Most people have experienced loneliness at some point in their lives. Loneliness can be the result of isolation, but it can also be caused by not having the type or quality of relationships a person is looking for.

It’s a widespread issue in modern society, and it can be even more of an issue for those who are mostly homebound due to illness, age, or other issues.

Many seniors feel lonely as retirement, debilitating illnesses and conditions, and the aging of their friend circle reduce opportunities for regularly engaging with others.

Whatever the age, surveys show that loneliness is increasing in society.

Recent Statistics on Loneliness

Both pre- and post-pandemic surveys show how widespread loneliness is in the US and worldwide:

  • A 2019 Cigna survey found 61% (or three in five) of Americans reported feeling lonely – up from 54% in 2018. This study found a greater percentage of millennials felt lonely than Baby Boomers. Another surprise was that more men felt lonely than women.
  • A University of Michigan poll in 2019 found that 1 in 3 adults aged 50 to 80 feel they lack companionship and 1 in 4 feel isolated. People living with health problems were more likely to feel lonely, according to this poll, and those living alone were more likely to feel lonely.
  • A 2023 Meta-Gallup survey found that one in four people worldwide feel at least fairly lonely. This survey found that, worldwide, older adults felt lonely less often than their younger counterparts.

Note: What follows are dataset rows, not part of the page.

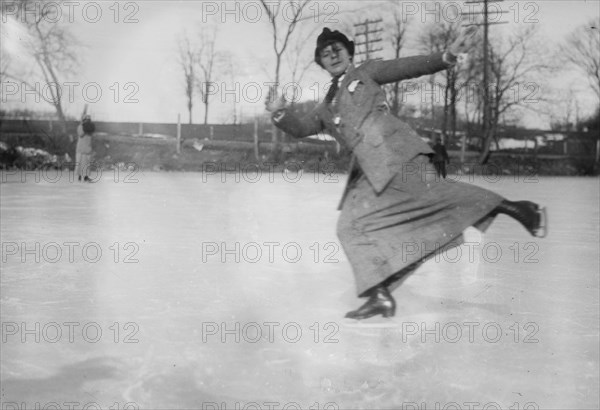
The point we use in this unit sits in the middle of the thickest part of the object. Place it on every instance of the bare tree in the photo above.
(282, 27)
(397, 29)
(51, 46)
(207, 57)
(582, 49)
(187, 60)
(437, 38)
(513, 69)
(297, 61)
(230, 71)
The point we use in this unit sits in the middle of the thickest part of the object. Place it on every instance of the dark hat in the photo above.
(328, 37)
(88, 127)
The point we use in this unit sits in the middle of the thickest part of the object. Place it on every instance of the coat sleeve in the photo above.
(390, 71)
(305, 126)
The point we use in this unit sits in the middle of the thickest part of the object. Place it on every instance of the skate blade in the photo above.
(542, 231)
(379, 323)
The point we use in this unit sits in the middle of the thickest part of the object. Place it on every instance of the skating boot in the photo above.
(380, 302)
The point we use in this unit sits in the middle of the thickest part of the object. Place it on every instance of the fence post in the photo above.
(178, 147)
(256, 139)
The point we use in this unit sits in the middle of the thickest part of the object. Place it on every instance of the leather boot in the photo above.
(380, 302)
(529, 214)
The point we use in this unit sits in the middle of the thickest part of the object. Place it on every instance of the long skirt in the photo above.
(417, 215)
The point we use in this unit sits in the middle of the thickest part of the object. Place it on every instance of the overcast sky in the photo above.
(131, 47)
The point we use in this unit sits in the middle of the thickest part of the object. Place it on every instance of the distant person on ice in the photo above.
(440, 157)
(83, 152)
(393, 196)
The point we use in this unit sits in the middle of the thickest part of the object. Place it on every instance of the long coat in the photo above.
(398, 202)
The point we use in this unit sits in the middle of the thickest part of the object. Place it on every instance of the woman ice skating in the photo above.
(83, 152)
(394, 199)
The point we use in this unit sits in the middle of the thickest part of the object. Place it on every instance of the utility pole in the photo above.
(367, 37)
(487, 106)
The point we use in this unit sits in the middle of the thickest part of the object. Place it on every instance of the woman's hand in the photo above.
(273, 104)
(464, 40)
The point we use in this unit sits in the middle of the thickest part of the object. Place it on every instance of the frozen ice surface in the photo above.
(511, 321)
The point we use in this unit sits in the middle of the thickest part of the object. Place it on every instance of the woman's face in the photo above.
(335, 58)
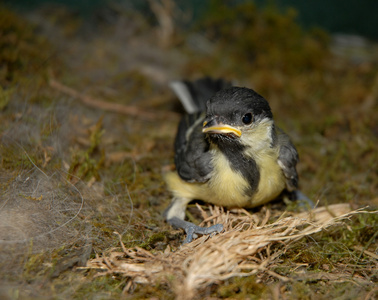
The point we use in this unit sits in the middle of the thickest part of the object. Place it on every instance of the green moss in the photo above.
(87, 163)
(242, 288)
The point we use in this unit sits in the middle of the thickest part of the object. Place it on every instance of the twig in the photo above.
(113, 107)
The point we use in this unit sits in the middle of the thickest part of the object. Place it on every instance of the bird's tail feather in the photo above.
(194, 94)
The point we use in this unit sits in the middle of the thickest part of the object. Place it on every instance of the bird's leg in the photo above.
(175, 214)
(304, 200)
(191, 229)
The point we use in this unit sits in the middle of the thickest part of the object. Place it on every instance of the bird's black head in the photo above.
(234, 112)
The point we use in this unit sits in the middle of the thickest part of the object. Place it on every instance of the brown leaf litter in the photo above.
(244, 248)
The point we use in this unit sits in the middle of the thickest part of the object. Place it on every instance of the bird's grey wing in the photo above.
(192, 157)
(288, 159)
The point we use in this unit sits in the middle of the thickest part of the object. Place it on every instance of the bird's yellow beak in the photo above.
(215, 127)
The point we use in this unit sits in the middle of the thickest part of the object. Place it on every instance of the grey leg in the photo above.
(192, 229)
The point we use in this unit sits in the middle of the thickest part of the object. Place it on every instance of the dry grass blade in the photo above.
(234, 252)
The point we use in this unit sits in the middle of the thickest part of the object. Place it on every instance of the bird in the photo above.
(228, 152)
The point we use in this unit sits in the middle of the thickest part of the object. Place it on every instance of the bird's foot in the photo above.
(192, 230)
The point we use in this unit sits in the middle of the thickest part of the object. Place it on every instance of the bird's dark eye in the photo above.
(247, 119)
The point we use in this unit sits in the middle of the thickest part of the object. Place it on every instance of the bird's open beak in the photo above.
(214, 126)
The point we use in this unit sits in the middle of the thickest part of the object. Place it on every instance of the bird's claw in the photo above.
(192, 230)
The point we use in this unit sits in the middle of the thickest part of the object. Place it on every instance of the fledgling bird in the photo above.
(228, 152)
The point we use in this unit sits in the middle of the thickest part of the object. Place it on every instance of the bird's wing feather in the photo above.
(288, 159)
(192, 159)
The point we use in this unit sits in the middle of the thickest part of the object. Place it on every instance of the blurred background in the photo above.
(87, 123)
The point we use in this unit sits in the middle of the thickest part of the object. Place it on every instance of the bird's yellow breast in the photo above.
(227, 187)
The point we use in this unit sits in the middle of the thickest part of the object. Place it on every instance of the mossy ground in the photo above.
(327, 103)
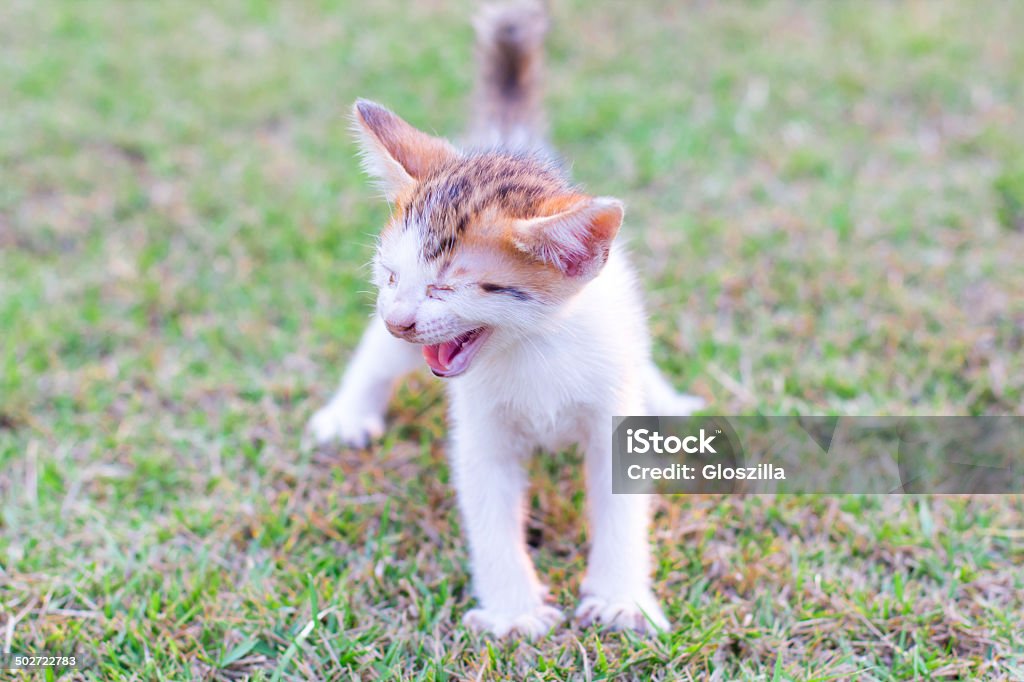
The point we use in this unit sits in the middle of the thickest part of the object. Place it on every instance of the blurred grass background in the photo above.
(826, 201)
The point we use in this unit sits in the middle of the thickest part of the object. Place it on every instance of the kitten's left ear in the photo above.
(394, 153)
(576, 240)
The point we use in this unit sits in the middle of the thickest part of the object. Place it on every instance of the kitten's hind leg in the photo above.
(660, 398)
(616, 591)
(355, 414)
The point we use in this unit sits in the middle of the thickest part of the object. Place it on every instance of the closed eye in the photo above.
(517, 294)
(438, 291)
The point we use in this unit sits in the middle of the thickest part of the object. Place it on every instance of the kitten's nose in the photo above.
(400, 326)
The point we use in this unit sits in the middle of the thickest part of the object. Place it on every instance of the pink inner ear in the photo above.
(578, 241)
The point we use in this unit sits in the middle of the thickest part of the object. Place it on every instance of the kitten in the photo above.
(508, 282)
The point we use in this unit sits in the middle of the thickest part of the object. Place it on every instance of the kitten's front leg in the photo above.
(491, 483)
(616, 591)
(355, 413)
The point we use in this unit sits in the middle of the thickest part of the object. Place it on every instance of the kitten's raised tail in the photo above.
(508, 108)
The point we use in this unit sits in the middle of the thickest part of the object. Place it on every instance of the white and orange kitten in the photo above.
(507, 281)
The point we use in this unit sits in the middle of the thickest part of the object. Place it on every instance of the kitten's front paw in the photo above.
(622, 612)
(531, 624)
(353, 427)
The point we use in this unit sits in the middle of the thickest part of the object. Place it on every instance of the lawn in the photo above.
(826, 201)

The Effects of Loneliness on Health

In 2023, the US Office of the Surgeon General reported that “loneliness and social isolation can be as damaging to health as smoking 15 cigarettes a day.” They also found that there is a 45% increased risk of mortality in seniors who report feeling lonely.

Numerous studies have found a connection between feelings of loneliness and multiple health issues, including:

  • Depression
  • Anxiety
  • Heart disease
  • Dementia
  • Stroke

In the video below, we discuss the problem of loneliness and how it can be addressed.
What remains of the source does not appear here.